Danish operatic soprano

Augusta Sophie Wilhelmine Lütken née Schou (1855–1910) was a Danish operatic soprano who, despite her lack of formal schooling, became one of her country's most popular singers in the nine short years she performed at Copenhagen's Royal Danish Theatre. As a result of poor health, she was forced to retire in 1885 although she returned to make a few appearances in the 1890s.

==Early life and family==
Born on 5 October 1855 in Copenhagen, Augusta Sophie Wilhelmine Schou was the daughter of Jens August Hammerich (1820–97) and Sophie Frederikke Iversen (1822–76). At the time of her birth, her mother was called Schou as the result of her previous marriage.
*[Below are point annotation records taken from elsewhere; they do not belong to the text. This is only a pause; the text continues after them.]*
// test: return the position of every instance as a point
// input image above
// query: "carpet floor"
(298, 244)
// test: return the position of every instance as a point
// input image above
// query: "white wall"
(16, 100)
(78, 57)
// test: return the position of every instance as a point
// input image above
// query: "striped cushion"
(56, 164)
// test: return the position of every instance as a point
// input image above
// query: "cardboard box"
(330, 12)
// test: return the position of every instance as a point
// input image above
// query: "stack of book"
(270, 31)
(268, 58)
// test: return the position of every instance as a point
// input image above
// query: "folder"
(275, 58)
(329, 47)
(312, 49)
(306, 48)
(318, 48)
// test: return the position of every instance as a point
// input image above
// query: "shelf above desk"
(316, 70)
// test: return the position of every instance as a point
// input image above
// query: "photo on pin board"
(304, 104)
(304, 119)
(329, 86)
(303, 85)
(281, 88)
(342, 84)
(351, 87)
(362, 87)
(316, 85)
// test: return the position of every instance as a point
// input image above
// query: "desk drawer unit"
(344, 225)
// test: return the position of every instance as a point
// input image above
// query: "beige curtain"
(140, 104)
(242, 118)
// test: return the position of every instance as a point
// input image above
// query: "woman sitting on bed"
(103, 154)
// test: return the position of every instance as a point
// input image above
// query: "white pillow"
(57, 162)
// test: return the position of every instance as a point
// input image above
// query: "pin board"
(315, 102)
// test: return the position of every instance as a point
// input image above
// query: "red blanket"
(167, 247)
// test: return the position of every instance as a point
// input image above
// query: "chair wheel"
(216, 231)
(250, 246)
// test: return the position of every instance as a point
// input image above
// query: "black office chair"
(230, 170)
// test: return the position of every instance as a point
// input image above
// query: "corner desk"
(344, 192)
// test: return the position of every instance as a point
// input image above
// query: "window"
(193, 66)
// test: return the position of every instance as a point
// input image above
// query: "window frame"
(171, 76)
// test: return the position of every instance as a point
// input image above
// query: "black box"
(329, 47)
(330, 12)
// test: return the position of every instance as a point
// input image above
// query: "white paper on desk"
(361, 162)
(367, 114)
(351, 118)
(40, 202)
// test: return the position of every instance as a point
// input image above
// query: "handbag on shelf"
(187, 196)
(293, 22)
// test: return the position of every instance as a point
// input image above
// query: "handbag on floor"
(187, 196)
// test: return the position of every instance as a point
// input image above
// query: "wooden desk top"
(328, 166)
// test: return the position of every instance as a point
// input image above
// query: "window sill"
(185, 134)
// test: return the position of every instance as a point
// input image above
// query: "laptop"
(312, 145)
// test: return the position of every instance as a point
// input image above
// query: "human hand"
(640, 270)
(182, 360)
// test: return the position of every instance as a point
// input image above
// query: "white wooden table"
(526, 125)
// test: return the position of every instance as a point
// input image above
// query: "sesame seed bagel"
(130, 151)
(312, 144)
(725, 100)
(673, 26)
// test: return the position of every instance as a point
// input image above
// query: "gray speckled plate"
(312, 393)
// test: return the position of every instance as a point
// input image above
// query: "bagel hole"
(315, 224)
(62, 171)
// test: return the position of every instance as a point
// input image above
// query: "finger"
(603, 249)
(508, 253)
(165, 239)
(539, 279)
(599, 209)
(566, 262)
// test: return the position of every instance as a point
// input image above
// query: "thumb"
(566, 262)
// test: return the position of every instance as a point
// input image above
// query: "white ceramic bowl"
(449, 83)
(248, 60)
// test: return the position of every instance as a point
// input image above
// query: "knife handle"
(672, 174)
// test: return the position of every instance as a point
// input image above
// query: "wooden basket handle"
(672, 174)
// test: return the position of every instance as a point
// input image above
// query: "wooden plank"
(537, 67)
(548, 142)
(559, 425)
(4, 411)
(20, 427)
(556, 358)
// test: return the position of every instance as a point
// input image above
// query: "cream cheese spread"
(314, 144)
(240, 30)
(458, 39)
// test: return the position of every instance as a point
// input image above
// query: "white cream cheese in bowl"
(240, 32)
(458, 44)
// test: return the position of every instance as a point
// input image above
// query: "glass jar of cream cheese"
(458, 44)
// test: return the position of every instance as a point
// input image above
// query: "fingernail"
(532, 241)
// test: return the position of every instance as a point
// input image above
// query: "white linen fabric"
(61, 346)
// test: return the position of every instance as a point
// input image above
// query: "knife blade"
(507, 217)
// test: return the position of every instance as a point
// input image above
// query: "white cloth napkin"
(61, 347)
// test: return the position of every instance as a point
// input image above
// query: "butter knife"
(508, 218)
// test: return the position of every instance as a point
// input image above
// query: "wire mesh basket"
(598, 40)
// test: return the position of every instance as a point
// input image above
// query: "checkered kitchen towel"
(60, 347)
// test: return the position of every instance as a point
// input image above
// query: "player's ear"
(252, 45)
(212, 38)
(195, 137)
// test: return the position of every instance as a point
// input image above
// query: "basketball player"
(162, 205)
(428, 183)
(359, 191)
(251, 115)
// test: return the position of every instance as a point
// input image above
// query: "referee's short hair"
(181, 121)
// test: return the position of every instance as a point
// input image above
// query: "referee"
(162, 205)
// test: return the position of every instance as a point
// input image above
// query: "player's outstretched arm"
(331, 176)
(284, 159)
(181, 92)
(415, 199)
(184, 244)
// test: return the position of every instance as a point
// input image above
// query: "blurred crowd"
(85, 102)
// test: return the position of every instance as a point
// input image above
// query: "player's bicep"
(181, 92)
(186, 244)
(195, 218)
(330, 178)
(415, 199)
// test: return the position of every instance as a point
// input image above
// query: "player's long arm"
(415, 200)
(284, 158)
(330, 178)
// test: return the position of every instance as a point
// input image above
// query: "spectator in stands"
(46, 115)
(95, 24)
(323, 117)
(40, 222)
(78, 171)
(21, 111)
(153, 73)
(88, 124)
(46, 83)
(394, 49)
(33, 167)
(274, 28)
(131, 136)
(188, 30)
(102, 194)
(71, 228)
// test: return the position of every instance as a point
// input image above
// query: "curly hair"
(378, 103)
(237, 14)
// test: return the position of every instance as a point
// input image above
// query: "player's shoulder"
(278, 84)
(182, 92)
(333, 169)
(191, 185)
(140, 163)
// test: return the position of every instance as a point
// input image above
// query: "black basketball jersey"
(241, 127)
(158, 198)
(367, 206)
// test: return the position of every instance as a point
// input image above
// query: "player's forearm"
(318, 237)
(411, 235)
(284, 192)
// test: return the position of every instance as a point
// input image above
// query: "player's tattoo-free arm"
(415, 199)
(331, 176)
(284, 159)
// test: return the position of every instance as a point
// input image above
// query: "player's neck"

On 6 August 1880, Augusta Schou married the naval officer Otto George Lütken (1849–1906). She had three children: Ellen (1881), Otto (1882) and George (1883).

==Career==
After training under Carl Helsted (1818–1904), Lütken made her début at the Royal Theatre in 1876 as Vilhelmine in Édouard Du Puy's Youth and Folly (Ungdom og Galskap). Exhibiting an unusually high and clear soprano delivery, she immediately attracted attention. The tall, slender blonde impressed her audiences even more as the Queen of the Night in The Magic Flute, as Zerlina in Don Giovanni and as Susanna in The Marriage of Figaro. While she had a fine natural singing voice, she was less gifted as an actress. As a result of her limitied schooling, her performances in London and Stockholm were not well received. By contrast, in Copenhagen she continued to please her audiences with coloratura performances of Gilda in Rigoletto and Marie in Donizetti's La fille du régiment.

As early as 1885, she had to retire as a result of problems with her legs. In the 1990s, she made a few guest appearances including Venus in Tannhäuser and Isabella in Meyerbeer's Robert le diable but her voice was no longer what it had been and she appeared to have lost her good humour.

Augusta Lütken died in Copenhagen on 26 September 1910.